Random sample, statistical model and linear statistical model
Summary
- Setup: A sample \(\left( y_i,x_i \right)\) for \(i=1, \ldots ,n\) ( or \(y, X\) in matrix form) (see Regressand and regressor data)
- We say that our sample is a random sample if the random vectors \(\left( y_i,x_{i,1}, \ldots ,x_{i,k} \right)\) are independent and identically distributed (IID) for \(i=1, \ldots ,n\) .
- The conditional expectation \(E\left( y_i \right|x_i)\) must be a function of \(x_i\) .
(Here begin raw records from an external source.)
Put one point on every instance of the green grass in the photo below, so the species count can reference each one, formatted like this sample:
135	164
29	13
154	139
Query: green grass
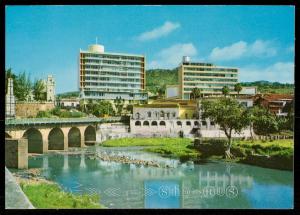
44	195
181	148
267	147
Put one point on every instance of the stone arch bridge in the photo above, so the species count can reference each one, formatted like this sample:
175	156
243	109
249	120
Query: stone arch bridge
55	134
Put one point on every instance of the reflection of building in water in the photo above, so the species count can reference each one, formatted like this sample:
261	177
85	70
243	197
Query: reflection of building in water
211	184
223	180
82	160
66	162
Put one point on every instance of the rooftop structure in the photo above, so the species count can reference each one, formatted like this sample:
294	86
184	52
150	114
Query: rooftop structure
108	76
206	76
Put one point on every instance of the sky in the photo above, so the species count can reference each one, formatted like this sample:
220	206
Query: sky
258	40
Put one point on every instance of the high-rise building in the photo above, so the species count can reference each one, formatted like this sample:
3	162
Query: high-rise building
108	76
205	76
10	101
50	87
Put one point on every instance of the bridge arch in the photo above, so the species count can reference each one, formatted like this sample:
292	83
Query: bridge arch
74	137
35	140
56	139
90	135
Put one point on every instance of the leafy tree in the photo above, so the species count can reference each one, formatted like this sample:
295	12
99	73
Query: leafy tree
161	91
238	88
228	114
23	87
39	90
196	93
225	90
119	104
9	74
264	122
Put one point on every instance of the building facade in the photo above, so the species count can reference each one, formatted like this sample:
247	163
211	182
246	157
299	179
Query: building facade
170	118
108	76
206	76
10	101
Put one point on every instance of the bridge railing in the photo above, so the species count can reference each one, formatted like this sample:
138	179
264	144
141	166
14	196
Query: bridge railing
29	121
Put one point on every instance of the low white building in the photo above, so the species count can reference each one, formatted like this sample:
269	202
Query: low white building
68	103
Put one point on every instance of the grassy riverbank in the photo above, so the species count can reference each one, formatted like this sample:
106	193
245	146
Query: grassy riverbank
276	154
181	148
50	195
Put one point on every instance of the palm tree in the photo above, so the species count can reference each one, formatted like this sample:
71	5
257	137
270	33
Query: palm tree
196	93
238	88
225	90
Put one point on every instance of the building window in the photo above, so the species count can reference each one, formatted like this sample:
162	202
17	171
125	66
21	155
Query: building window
162	123
154	123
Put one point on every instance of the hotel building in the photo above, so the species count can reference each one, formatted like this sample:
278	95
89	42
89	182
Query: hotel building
108	76
206	76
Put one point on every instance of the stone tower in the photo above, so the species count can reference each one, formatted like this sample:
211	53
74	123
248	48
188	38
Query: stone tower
50	85
10	101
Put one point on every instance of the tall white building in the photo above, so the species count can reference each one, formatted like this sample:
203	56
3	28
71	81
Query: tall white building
50	87
108	76
10	101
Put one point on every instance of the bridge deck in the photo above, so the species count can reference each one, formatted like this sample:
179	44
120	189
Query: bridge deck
46	121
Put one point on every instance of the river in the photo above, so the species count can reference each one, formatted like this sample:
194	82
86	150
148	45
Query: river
212	184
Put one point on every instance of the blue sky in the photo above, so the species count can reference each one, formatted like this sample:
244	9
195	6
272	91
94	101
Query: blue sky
259	40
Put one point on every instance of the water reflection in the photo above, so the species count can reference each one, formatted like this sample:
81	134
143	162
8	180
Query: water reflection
211	185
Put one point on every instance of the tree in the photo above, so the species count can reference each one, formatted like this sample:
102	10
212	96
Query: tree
228	114
196	93
238	88
119	104
225	90
161	91
22	87
9	74
39	90
264	122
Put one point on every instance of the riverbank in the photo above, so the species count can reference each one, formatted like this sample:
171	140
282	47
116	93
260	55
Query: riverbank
181	148
275	154
43	193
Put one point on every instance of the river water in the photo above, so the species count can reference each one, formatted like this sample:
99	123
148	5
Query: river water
184	185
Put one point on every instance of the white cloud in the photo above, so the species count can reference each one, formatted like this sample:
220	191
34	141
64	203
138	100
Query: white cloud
258	48
281	72
172	56
161	31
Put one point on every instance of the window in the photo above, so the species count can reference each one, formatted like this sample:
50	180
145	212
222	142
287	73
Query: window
162	123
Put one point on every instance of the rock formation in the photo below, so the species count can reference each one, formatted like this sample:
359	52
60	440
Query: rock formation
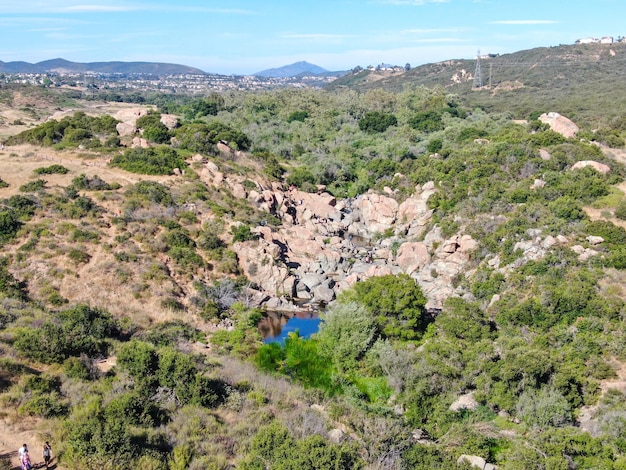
560	124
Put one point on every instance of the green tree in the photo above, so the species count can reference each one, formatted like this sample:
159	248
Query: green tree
396	302
346	333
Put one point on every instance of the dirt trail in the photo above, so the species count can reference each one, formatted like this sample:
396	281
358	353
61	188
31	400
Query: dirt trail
15	431
585	418
618	155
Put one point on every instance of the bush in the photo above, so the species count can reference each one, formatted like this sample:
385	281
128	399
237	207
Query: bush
242	233
81	330
544	408
51	170
375	121
396	302
151	161
151	192
426	121
33	186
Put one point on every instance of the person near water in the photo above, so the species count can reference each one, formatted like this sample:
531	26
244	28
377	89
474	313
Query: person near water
21	451
25	461
47	453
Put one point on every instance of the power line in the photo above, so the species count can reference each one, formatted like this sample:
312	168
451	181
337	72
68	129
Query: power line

- We postulate a parametric statistical model by assuming that
\[E\left( y_i \right|x_i)=g(x_i,β)\]
- for some given function \(g\) where \(β\) is a vector of unknown parameters . We will refer to this simply as our “statistical model”. Note that our postulate may be correct, or it may be incorrect.
- If
\[g\left( x_i,β \right)=β_1x_i+β_2x_{i,2}+ \ldots +β_kx_{i,k}=x'_iβ\]
- where \(β={\left( β_1, \ldots ,β_k \right)}'\) is \(k×1\) then
\[E\left( y_i \right|x_i)=x'_iβ\]
- and we say that we are postulating a “linear model” for the conditional expectation. We will refer to this simply as our “linear statistical model”.